To be a good communicator with people with a learning disability, the nursing associate will need to:
Always use accessible language and speak clearly
Keep their head up and be on the same level as the person
Avoid jargon or long words that might be hard to understand
Be creative and prepared to use different communication tools such as visual cues to support understanding
Take time and follow the lead of the person
Go at their pace
Check out understanding
Ask for help if they need to
For people with profound and multiple learning disabilities (PMLD), it can be difficult to communicate intentionally, making this group of people particularly vulnerable.
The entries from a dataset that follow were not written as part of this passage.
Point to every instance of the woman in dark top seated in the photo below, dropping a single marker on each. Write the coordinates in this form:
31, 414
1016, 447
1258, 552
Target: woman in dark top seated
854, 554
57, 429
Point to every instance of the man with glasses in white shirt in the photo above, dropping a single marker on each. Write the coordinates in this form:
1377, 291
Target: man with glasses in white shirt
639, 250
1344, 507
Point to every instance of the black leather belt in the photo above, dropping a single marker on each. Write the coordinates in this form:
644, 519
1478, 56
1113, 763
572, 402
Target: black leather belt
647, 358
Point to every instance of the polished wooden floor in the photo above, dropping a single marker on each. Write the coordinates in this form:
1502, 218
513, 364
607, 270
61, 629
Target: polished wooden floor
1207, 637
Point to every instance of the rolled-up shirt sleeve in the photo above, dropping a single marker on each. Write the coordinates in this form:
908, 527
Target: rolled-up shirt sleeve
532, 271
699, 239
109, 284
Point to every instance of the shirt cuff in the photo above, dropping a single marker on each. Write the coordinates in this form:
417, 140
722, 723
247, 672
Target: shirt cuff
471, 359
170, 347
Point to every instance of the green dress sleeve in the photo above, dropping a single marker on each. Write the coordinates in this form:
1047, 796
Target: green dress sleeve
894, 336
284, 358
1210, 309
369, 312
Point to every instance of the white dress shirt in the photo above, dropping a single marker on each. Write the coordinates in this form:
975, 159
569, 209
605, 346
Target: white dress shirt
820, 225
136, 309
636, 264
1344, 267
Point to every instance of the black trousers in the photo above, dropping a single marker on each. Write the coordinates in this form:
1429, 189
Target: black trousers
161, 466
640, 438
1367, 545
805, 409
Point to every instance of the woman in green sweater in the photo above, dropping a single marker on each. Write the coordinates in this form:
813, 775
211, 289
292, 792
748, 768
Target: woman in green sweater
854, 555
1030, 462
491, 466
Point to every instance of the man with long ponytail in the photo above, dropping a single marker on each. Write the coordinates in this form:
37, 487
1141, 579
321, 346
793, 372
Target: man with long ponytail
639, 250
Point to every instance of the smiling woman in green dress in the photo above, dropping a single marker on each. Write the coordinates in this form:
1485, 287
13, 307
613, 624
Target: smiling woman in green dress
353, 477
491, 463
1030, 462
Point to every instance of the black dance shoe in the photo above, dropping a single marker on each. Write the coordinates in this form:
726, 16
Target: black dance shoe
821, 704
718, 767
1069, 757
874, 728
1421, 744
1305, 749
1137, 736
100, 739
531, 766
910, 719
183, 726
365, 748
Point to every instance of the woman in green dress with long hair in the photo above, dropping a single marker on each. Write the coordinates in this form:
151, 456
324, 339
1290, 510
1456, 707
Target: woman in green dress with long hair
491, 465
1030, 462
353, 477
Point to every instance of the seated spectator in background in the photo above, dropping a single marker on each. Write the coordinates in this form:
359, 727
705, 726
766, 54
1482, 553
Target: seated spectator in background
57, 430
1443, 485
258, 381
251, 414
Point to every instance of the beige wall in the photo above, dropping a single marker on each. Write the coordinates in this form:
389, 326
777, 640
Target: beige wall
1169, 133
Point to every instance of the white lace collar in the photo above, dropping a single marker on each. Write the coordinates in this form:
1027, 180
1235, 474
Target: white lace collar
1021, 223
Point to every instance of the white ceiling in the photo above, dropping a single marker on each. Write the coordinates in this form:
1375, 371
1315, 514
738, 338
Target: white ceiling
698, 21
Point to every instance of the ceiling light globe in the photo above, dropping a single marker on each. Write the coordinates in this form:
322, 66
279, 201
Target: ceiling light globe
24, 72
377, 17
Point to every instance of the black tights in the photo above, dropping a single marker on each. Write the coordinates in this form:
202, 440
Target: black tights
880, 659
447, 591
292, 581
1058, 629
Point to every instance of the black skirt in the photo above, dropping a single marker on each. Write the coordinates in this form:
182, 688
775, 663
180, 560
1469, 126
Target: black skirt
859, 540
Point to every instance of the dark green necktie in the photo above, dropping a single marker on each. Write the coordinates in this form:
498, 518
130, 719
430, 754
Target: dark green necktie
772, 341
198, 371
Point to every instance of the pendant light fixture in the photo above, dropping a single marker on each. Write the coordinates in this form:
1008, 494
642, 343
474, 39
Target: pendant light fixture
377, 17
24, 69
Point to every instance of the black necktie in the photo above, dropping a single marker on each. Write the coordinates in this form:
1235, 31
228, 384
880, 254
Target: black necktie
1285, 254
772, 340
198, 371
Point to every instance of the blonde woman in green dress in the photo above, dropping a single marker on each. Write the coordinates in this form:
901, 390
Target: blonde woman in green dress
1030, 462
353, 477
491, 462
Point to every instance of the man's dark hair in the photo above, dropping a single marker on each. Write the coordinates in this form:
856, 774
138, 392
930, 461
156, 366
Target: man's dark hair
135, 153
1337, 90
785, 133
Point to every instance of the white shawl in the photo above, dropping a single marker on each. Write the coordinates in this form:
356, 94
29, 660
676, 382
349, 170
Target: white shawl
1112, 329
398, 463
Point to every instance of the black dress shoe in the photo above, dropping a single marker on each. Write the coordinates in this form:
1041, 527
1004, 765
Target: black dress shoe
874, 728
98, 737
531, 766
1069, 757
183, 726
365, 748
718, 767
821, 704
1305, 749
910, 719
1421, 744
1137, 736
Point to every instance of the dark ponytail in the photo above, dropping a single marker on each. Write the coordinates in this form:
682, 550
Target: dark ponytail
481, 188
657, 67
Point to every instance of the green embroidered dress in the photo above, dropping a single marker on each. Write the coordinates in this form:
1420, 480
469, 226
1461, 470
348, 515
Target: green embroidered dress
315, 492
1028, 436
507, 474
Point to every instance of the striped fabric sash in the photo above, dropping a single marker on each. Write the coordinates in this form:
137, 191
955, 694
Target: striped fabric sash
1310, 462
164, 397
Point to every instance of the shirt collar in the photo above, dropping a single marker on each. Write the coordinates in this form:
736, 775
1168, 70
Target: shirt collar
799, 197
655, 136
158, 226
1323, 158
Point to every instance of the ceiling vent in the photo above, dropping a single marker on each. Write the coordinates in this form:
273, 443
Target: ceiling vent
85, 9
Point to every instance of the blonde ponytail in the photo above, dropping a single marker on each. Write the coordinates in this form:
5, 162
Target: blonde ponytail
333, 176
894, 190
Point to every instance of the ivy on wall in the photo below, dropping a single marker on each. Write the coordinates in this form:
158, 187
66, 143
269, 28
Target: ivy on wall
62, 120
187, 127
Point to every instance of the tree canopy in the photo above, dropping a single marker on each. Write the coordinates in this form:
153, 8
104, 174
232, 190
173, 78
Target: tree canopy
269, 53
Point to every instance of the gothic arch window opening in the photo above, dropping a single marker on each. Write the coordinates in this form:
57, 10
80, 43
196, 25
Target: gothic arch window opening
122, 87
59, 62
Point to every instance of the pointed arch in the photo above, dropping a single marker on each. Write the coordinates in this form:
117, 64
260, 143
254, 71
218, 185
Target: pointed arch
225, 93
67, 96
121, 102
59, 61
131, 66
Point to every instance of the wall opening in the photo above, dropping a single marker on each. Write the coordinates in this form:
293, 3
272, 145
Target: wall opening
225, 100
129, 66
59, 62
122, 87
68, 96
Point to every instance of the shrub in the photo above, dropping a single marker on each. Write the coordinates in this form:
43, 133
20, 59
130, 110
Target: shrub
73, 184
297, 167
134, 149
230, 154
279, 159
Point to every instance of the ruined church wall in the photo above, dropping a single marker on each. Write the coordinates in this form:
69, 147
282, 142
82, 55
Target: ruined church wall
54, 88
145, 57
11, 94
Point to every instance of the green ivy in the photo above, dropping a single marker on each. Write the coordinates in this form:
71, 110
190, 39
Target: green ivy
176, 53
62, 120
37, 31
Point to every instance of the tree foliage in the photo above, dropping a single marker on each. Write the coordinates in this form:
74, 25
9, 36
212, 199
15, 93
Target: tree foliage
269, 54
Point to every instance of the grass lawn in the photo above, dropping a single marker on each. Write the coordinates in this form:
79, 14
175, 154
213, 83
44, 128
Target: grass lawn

Nursing associates need to adapt the way they communicate with people with PMLD to find a way of listening and communicating in a way that is individualised and appropriate (Mansell 2010). This will involve being creative; it may be through the use of hand gestures and movements, or through picture and music. The purpose of communication, although via a more creative mode, is the same; it should remain a two‐sided process where both parties are able to express themselves and communicate their needs. Mansell (2010) talks about other specialities in assisting people with PMLD such as speech and language therapists, family and carers, as each of these can provide insight into effective ways of communicating, be this a particular gesture, sign, object, sound or behaviour. A communication passport can be a useful tool, not only for people with PMLD but for a variety of people who have difficulty communicating. Communication passports should contain everything about the way that individual communicates. These should be updated regularly and readily available for anyone in contact with or involved in that person’s care (Mansell 2010).